Au-delà de l’Europe, c’est le meilleur exemple de coopération internationale, l’ISS, qui est menacée. L’administration Biden a assumé le 24 février prendre un train de sanctions pour entraver les progrès technologiques de la Russie à l’avenir. Une décision peu appréciée par le provoquant Dmitri Rogozine, directeur de Rocosmos.

Dans une série de tweets au ton acerbe, il a fait remarquer que si les sanctions américaines allaient entraver l’aérospatiale russe, l’ISS en serait la première victime.
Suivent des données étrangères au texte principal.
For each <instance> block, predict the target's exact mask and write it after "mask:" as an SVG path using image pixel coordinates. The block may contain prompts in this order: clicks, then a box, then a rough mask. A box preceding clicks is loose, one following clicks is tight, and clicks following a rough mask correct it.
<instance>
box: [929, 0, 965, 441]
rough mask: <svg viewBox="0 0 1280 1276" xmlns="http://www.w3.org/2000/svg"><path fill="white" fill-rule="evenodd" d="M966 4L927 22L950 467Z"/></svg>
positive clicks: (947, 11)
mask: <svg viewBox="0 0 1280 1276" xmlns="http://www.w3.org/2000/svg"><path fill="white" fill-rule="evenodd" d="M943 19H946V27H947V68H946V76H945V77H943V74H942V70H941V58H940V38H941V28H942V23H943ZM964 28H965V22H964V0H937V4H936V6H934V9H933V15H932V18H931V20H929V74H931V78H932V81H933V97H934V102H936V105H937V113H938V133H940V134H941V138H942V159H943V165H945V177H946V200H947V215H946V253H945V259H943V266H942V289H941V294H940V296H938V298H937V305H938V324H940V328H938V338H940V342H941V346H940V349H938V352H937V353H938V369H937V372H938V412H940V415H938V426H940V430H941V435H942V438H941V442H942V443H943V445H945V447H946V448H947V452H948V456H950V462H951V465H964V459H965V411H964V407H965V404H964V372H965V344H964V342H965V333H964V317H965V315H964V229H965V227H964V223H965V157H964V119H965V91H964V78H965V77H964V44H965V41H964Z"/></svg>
Le vaisseau cargo russe Progress s’occupe de corriger l’altitude et les déplacements de la station pour éviter les débris ou d’être trop bas.

Dmitri Rogozine pose la question, « Si vous bloquez la coopération avec nous, qui sauvera l’ISS d’une désorbitation incontrôlée et tombera aux États-Unis ou L’Europe ? ». Le dirigeant russe est allé jusqu’à proposer aux autorités américaines de vérifier si les responsables ayant pris des sanctions n’étaient pas victimes d’Alzheimer, « Juste au cas où. Pour éviter que vos sanctions ne vous tombent sur la tête. Et pas seulement au sens figuré ».

Un ancien haut responsable de la NASA, Wayne Hale, a confirmé à The Verge le scénario, mais il estime que cela prendra « probablement plusieurs années », de quoi trouver une solution. Il n’empêche, une rupture entre Rocosmos et les autres agences de l’ISS, la NASA, l’ESA, le Japon, le Canada, poserait bien d’autres difficultés.

De 2011 à mai 2020, Soyouz a été la seule fusée à envoyer des astronautes sur l’ISS. Lorsqu’en 2014 les Américains ont pris des sanctions contre la Russie, pour l’invasion de la Crimée, Dmitri Rogozine, déjà, alors vice-président du gouvernement russe chargé défense et de l’industrie spatiale, leur avait proposé de se rendre sur l’ISS en trampoline.

Un terme que n’a pas manqué de reprendre Elon Musk lorsque Space X a envoyé pour la première fois des astronautes sur l’ISS, en mai 2020. Soyouz continue toutefois d’apporter ou ramener des astronautes et du ravitaillement sur la station. Trois d’entre eux doivent s’envoler le 18 mars et trois autres rentrer le 30 mars ainsi. La Russie a installé de nombreux modules de l’ISS, dont les deux derniers, en 2021.

La Russie a décidé d’exclure la NASA d’un programme conjoint d’exploration de Vénus, Venera-D. Pour l’ISS, occidentaux et russes semblent condamnés à coopérer. Pour le moment, d’après The Verge c’est la position adoptée par toutes les parties. Il faut espérer que dans cette période de tension extrême, l’ISS à défaut de l’espace reste loin des contingences terrestres. Il y a actuellement sept astronautes sur la station, quatre Américains, deux Russes et un Allemand.